Formed in 2007, Postcommodity has become known for their collaborative works, such as the monumental land art project Repellent Fence (2015), a two-mile-long installation of giant “scare-eye” balloons that intersects the U.S./Mexico border. Collective members Cristóbal Martinez (Genizaro) and Kade L. Twist (Cherokee) foreground the element of sound in Cosmovisión, an interactive digital art project supported by a 2021 Native Arts and Cultures Foundation SHIFT Award, as well as a 2022 Hewlett 50 Arts Commission in partnership with Leonardo, the International Society for the Arts, Sciences, and Technology.

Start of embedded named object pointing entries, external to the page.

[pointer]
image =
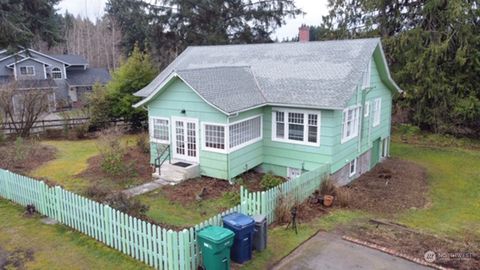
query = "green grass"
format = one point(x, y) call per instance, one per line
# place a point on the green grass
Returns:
point(182, 215)
point(454, 190)
point(282, 242)
point(71, 159)
point(56, 246)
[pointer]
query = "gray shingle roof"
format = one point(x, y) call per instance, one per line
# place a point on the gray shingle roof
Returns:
point(72, 59)
point(228, 88)
point(90, 76)
point(317, 74)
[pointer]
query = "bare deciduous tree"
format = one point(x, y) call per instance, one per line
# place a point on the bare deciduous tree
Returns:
point(22, 107)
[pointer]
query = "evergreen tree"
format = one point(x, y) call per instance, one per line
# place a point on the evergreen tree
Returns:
point(22, 22)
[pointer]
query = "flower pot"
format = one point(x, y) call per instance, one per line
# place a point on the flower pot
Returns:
point(327, 200)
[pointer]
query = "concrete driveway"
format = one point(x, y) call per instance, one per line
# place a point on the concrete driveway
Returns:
point(329, 251)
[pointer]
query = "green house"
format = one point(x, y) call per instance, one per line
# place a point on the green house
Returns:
point(280, 107)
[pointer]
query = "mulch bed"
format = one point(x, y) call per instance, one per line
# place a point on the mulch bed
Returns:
point(139, 161)
point(36, 155)
point(404, 240)
point(392, 186)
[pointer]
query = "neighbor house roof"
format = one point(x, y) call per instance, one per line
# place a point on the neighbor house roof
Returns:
point(89, 76)
point(305, 74)
point(75, 60)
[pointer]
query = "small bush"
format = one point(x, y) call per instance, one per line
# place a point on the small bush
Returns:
point(112, 152)
point(232, 197)
point(283, 210)
point(328, 187)
point(343, 196)
point(97, 193)
point(143, 143)
point(127, 205)
point(270, 181)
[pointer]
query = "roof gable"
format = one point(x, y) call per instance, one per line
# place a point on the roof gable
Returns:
point(312, 74)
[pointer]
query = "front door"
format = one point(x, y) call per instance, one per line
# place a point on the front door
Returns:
point(185, 139)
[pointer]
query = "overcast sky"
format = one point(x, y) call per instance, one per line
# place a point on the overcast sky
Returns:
point(314, 10)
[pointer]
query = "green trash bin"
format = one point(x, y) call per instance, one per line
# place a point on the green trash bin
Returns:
point(215, 243)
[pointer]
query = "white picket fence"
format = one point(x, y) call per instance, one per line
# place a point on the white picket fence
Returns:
point(146, 242)
point(299, 189)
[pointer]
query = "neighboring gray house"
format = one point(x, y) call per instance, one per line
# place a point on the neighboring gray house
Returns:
point(67, 76)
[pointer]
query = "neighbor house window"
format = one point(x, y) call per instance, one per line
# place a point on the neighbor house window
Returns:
point(214, 137)
point(353, 167)
point(366, 76)
point(245, 132)
point(377, 109)
point(56, 73)
point(350, 123)
point(367, 109)
point(27, 70)
point(296, 126)
point(159, 130)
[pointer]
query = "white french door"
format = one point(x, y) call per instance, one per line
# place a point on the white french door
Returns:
point(185, 139)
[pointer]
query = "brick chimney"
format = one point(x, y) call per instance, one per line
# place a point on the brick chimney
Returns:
point(304, 33)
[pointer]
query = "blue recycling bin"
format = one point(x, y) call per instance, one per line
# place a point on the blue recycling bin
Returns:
point(243, 226)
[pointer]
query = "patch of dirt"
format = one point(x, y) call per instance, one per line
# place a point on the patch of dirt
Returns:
point(25, 158)
point(15, 259)
point(189, 190)
point(392, 186)
point(138, 161)
point(405, 240)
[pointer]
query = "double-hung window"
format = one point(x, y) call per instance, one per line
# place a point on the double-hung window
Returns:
point(351, 122)
point(377, 109)
point(27, 70)
point(159, 130)
point(302, 127)
point(225, 138)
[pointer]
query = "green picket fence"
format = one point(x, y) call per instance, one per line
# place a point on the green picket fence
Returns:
point(146, 242)
point(299, 189)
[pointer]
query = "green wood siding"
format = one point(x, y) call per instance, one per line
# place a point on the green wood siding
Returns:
point(353, 148)
point(177, 96)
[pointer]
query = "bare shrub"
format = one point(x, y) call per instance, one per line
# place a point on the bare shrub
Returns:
point(328, 187)
point(143, 143)
point(343, 196)
point(283, 209)
point(112, 151)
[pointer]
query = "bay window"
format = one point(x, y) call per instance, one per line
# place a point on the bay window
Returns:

Martinez says audiences should expect an immersive, even rowdy experience: “It will be entertaining, but there’s more at stake: this is about coming together as a community of diverse peoples to learn from each other and how we perceive and relate with the land beneath our feet.”

In the performance at SFMOMA, two teams of Bay Area arts and culture workers will take turns performing with an instrument that transforms field recordings into experimental music. Line drawings representing their relationships with land function as graphic musical scores that will be projected onto the floor and the wall, dissolving or resolving depending on the ability of each team to sonically collaborate.
“Each participant will select sounds for the performance that consider their personal memories and stories in the Bay Area, and the sonic relationships they have here,” says Karen Cheung, curatorial associate of media arts, who has been working with the artists and the Public Engagement department to organize the event. Examples might include the sounds of a street corner, foghorn, MUNI bus, black-tailed deer, red-legged frog, or spotted owl.
The mood of the event is purposefully celebratory, but the work takes on weighty themes. According to Twist, “there are a lot of challenges around division that we’re trying to address. We are using land as a mediator of relationships, bringing people into communion and into a symbolic world that can temper divisive emotional responses.”